My ssh connection isn't cut even when I power cycle manually, which doesn't make sense to me. It should lose connection. During all my tests with eth0 only and wlan0 only, the ssh connection was never cut when I turned off my mister. I use splitter to USB hub and de10-nano, with analog io.

ghost commented 1 year ago

My ssh connection isn't cut even when I power cycle manually, which doesn't make sense to me. It should lose connection.

huh taht would be magic (sorry for my sarcasm) or your hub is feeding power to the system somehow but there is no possibility to keep ssh if system is bein properly switched off

reset pwoer with unpowering both de10 and hub also please share what kind of usb network adapter you have i have 3 different units , using same driver ,and all behave differently...

Drakonas commented 1 year ago

My ssh connection isn't cut even when I power cycle manually, which doesn't make sense to me. It should lose connection.

huh taht would be magic (sorry for my sarcasm) or your hub is feeding power to the system somehow but there is no possibility to keep ssh if system is bein properly switched off

reset pwoer with unpowering both de10 and hub also please share what kind of usb network adapter you have i have 3 different units , using same driver ,and all behave differently...

Nevermind, if I wait long enough it is lost. I am tired.

Drakonas commented 1 year ago

@Drakonas no hard feelings please try modify dhcpcd.conf , putit to debug mode please try switch wpa_supplicant into debug mode and boot system with console hooked over usb (read docs how to use usb terminal with putty) you can then grab text output from putty boot and share. there is small chance wifi driver making us troubles. or something like htat. i really love to solve such puzzles... just need more detailed data. this proccess will take some work from both of us. please try to help me to help you :)

I have added the debug parameter to the dhcpcd.conf but wpa_supplicant doesn't seem to support this in its conf, only in execution with -d or -dd parameter. Where is wpa_supplicant executed from? I am unable to find that, and I'm unsure if it can be changed.
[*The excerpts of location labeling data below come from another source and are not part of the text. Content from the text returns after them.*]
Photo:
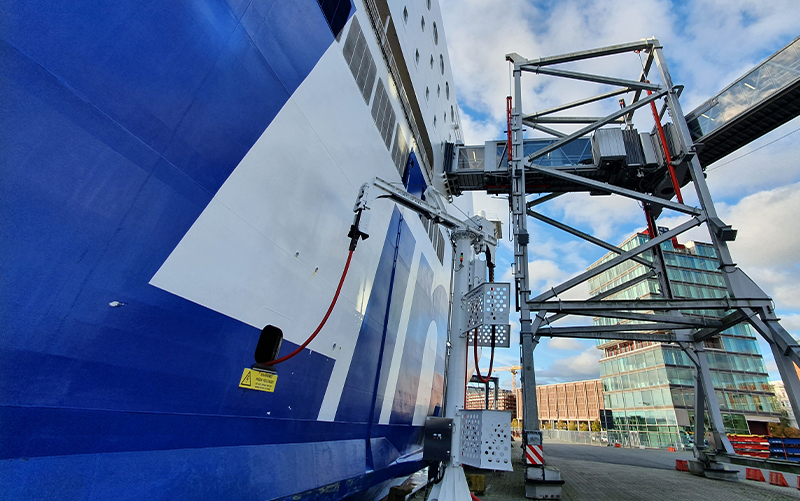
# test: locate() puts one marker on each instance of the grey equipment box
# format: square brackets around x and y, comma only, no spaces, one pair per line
[438,439]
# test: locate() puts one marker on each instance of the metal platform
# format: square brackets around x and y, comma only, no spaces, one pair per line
[764,98]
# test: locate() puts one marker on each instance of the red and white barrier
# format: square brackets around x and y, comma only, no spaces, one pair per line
[534,455]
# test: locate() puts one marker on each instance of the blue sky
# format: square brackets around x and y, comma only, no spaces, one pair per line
[708,44]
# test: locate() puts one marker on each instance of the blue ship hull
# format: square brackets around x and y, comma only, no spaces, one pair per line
[120,122]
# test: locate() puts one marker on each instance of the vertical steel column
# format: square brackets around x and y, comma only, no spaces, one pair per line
[521,238]
[728,268]
[715,416]
[772,331]
[456,375]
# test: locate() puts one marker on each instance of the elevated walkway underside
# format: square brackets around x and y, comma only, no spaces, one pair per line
[760,101]
[763,99]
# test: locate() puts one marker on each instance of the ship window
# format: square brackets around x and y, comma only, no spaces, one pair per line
[400,150]
[357,55]
[336,13]
[269,344]
[440,247]
[383,114]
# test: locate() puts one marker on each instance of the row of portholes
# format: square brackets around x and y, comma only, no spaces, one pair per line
[422,23]
[441,67]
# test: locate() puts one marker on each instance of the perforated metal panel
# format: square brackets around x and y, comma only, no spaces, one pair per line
[502,339]
[486,439]
[487,305]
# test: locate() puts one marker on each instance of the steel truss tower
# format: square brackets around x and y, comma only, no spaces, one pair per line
[656,319]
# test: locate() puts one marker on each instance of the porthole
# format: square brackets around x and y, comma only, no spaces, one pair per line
[269,345]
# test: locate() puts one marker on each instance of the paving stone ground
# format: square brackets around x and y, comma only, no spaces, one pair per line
[597,473]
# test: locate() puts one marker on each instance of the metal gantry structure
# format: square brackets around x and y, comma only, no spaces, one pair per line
[660,319]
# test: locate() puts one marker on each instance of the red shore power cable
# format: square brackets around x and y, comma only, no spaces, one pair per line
[324,319]
[508,117]
[663,137]
[491,359]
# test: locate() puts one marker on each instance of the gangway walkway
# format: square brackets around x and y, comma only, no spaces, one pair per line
[763,99]
[598,473]
[760,101]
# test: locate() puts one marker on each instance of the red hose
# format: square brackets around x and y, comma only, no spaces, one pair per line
[675,185]
[508,117]
[321,324]
[650,224]
[491,359]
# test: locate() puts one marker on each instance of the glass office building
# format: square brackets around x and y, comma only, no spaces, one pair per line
[650,386]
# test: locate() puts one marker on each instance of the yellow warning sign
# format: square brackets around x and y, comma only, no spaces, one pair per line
[258,380]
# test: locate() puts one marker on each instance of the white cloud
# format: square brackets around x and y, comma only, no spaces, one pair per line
[701,42]
[581,366]
[766,247]
[561,343]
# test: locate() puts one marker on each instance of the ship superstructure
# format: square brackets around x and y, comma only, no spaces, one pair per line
[178,185]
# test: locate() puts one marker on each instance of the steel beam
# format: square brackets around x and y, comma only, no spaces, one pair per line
[675,319]
[608,119]
[546,130]
[647,304]
[542,199]
[736,317]
[574,104]
[585,236]
[610,336]
[610,188]
[555,291]
[588,77]
[785,351]
[569,120]
[585,54]
[608,293]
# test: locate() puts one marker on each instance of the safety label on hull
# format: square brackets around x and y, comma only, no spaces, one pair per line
[258,380]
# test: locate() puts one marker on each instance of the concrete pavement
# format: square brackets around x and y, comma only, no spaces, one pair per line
[596,473]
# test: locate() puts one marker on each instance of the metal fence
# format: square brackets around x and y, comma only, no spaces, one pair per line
[631,439]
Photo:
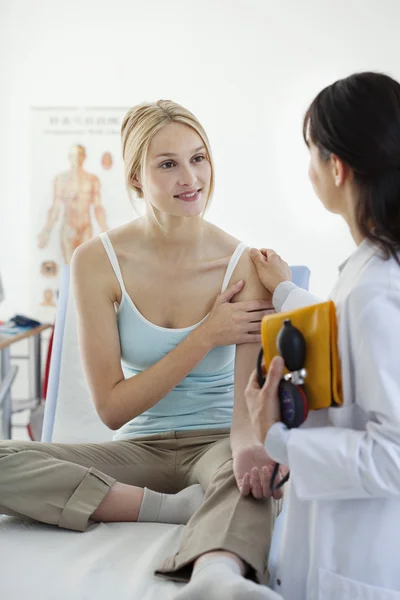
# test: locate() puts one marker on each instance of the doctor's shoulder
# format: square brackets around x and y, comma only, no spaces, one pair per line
[374,300]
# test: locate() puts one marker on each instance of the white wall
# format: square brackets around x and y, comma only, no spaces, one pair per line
[247,68]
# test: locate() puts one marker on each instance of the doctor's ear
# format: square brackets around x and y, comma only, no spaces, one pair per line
[340,170]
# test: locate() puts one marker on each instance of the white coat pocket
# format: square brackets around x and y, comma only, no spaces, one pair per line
[336,587]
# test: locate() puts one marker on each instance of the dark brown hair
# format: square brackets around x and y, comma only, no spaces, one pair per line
[358,120]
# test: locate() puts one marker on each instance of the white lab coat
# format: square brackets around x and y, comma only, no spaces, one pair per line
[341,535]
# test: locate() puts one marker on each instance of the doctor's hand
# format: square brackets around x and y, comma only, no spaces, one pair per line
[252,468]
[263,403]
[271,268]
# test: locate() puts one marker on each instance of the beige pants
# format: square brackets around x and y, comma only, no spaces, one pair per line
[63,484]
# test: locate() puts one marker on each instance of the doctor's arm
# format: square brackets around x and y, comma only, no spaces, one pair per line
[275,275]
[333,463]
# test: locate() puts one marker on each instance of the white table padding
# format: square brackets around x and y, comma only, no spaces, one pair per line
[109,560]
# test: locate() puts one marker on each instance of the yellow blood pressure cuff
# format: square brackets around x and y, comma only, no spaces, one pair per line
[318,324]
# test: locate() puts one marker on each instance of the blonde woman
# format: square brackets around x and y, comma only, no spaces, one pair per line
[158,327]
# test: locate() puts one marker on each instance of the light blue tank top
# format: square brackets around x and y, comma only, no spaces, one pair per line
[204,399]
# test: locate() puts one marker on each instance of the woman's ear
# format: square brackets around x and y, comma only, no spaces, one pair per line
[136,182]
[340,170]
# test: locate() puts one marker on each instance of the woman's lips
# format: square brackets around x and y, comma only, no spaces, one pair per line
[189,196]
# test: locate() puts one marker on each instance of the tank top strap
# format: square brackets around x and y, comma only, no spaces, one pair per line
[108,247]
[240,248]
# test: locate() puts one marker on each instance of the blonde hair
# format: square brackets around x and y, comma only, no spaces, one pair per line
[140,125]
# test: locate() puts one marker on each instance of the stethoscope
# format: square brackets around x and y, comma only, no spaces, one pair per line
[293,402]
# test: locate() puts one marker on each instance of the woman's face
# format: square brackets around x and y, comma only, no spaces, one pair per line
[176,178]
[323,179]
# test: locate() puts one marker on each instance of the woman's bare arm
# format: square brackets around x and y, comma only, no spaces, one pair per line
[242,433]
[117,400]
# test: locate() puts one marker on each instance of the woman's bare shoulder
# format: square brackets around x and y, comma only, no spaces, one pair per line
[224,241]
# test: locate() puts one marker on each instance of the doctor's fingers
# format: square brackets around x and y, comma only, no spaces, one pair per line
[255,482]
[274,376]
[252,384]
[245,485]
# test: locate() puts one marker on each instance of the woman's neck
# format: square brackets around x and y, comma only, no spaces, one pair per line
[175,236]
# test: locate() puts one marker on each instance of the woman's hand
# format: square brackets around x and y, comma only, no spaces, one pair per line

I will check back later on.

ghost commented 1 year ago

@sorgelig can you please rebuild linux image with change i proposed? /etc/nerwork/interfaces iface wlan0 inet manual iface wlan1 inet manual +rebuild kernel with updated rtl drivers that you merge from me. so li can try to help @Drakonas with his wifi issue diagnostics ??? RTL drivers update should definetly improve dongle compat list

sorgelig commented 1 year ago

https://www.mediafire.com/file/a8dhdti53hntru3/test.7z/file

ghost commented 1 year ago

@Drakonas please download, unpack and replace linux.img and zImage_dtb in your sd card in linux folder. this image contains, more stable realtek wifi dongle cards ,as well modification i requested ,so it should connect more realiebly. if not, i will request lsit of actions from you ,like setting wifi driver into debug mode, etc. no worries will paste list of precise instructions

ghost commented 1 year ago

@sorgelig thanks for quick response. just finished test with all 10 dongles i have. can you consider this image to be published in mister-devel - we need more input from users...

changes we supplied, solving primary problem of 2 dhcpclients handling wlan0 (which at last for some users) were causing a problems. i do not expect more problems occurring because of those changes, one is cosmetics, and rtl drivers have more userbase in aircrack-ng community than we have ;) and updated realtek drivers, also will reduce the frustrations at last for newjoiners. as those drivers are build with debug. i will continue investigations with @Drakonas as his case , require some low level investigation - i am not able reproduce this case other way than actually breaking my wifi link into state where more than 50% packages are lost which seems , not be a rootcause of his problem.